Initial commit - ACME demo version

2026-02-04 11:08:21 +01:00
commit 1bb0765766
180 changed files with 52249 additions and 0 deletions
--- a/backend/beyond_metrics/pipeline.py
+++ b/backend/beyond_metrics/pipeline.py
@@ -0,0 +1,291 @@
+from __future__ import annotations
+
+from dataclasses import dataclass
+from datetime import datetime
+from importlib import import_module
+from typing import Any, Dict, List, Mapping, Optional, cast, Callable
+import logging
+import os
+
+import matplotlib.pyplot as plt
+import numpy as np
+import pandas as pd
+from matplotlib.axes import Axes
+from matplotlib.figure import Figure
+
+from .io import (
+    DataSource,
+    ResultsSink,
+)
+
+LOGGER = logging.getLogger(__name__)
+
+
+def setup_basic_logging(level: str = "INFO") -> None:
+    """
+    Configuración básica de logging, por si se necesita desde scripts.
+    """
+    logging.basicConfig(
+        level=getattr(logging, level.upper(), logging.INFO),
+        format="%(asctime)s %(levelname)s [%(name)s] %(message)s",
+    )
+
+
+def _import_class(path: str) -> type:
+    """
+    Import dinámico de una clase a partir de un string tipo:
+        "beyond_metrics.dimensions.VolumetriaMetrics"
+    """
+    LOGGER.debug("Importando clase %s", path)

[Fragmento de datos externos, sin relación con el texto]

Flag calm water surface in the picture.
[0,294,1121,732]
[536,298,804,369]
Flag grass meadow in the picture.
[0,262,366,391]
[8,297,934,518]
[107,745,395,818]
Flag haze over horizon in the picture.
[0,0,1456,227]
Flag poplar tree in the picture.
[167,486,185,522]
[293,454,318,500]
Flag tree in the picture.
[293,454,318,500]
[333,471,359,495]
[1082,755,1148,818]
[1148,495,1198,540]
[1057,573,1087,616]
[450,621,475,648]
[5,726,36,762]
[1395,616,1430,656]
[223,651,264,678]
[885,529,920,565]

+    module_name, class_name = path.rsplit(".", 1)
+    module = import_module(module_name)
+    cls = getattr(module, class_name)
+    return cls
+
+
+def _serialize_for_json(obj: Any) -> Any:
+    """
+    Convierte objetos típicos de numpy/pandas en tipos JSON-friendly.
+    """
+    if obj is None or isinstance(obj, (str, int, float, bool)):
+        return obj
+
+    if isinstance(obj, (np.integer, np.floating)):
+        return float(obj)
+
+    if isinstance(obj, pd.DataFrame):
+        return obj.to_dict(orient="records")

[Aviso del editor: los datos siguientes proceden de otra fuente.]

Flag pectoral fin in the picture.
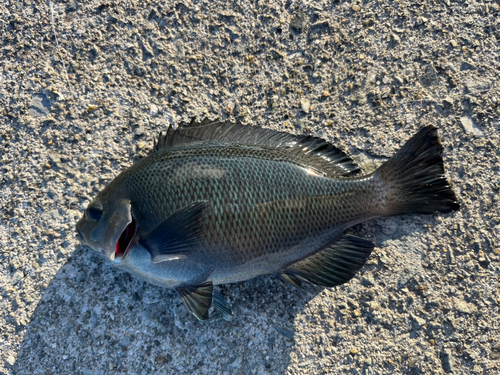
[175,281,214,320]
[277,235,375,288]
[139,202,207,263]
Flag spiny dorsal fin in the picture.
[277,235,375,288]
[154,118,360,176]
[175,281,214,320]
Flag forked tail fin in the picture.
[375,126,460,215]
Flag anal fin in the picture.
[277,235,375,288]
[175,281,214,320]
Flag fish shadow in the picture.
[11,247,322,375]
[11,216,432,375]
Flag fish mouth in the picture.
[111,217,137,262]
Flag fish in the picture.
[76,119,460,320]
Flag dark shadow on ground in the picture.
[12,216,422,375]
[12,248,321,375]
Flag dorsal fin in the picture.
[154,118,360,176]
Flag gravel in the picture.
[0,0,500,375]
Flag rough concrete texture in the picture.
[0,0,500,374]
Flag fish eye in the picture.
[87,201,104,221]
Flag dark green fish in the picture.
[77,121,459,319]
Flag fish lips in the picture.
[105,200,137,263]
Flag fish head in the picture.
[76,196,137,263]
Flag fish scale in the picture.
[77,122,459,319]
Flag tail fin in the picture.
[375,126,460,215]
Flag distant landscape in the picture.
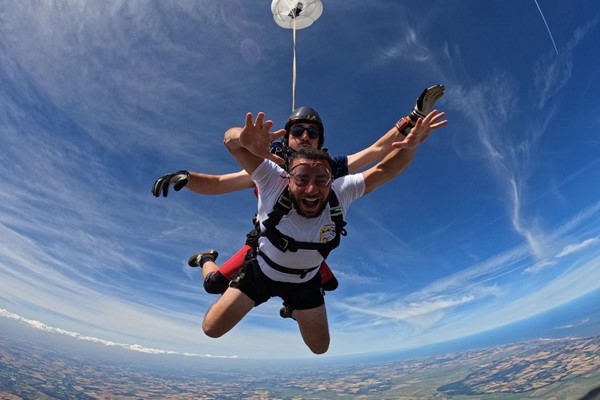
[0,320,600,400]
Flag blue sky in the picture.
[0,0,600,358]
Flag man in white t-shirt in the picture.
[202,110,447,354]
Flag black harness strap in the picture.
[261,187,347,258]
[258,250,320,279]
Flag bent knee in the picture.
[309,343,329,355]
[202,321,226,339]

+    if isinstance(obj, pd.Series):
+        return obj.to_list()
+
+    if isinstance(obj, (list, tuple)):
+        return [_serialize_for_json(x) for x in obj]
+
+    if isinstance(obj, dict):
+        return {str(k): _serialize_for_json(v) for k, v in obj.items()}
+
+    return str(obj)
+
+
+PostRunCallback = Callable[[Dict[str, Any], str, ResultsSink], None]
+
+
+@dataclass
+class BeyondMetricsPipeline:
+    """
+    Pipeline principal de BeyondMetrics.
+
+    - Lee un CSV desde un DataSource (local, S3, Google Drive, etc.).
+    - Ejecuta dimensiones configuradas en un dict de configuración.
+    - Serializa resultados numéricos/tabulares a JSON.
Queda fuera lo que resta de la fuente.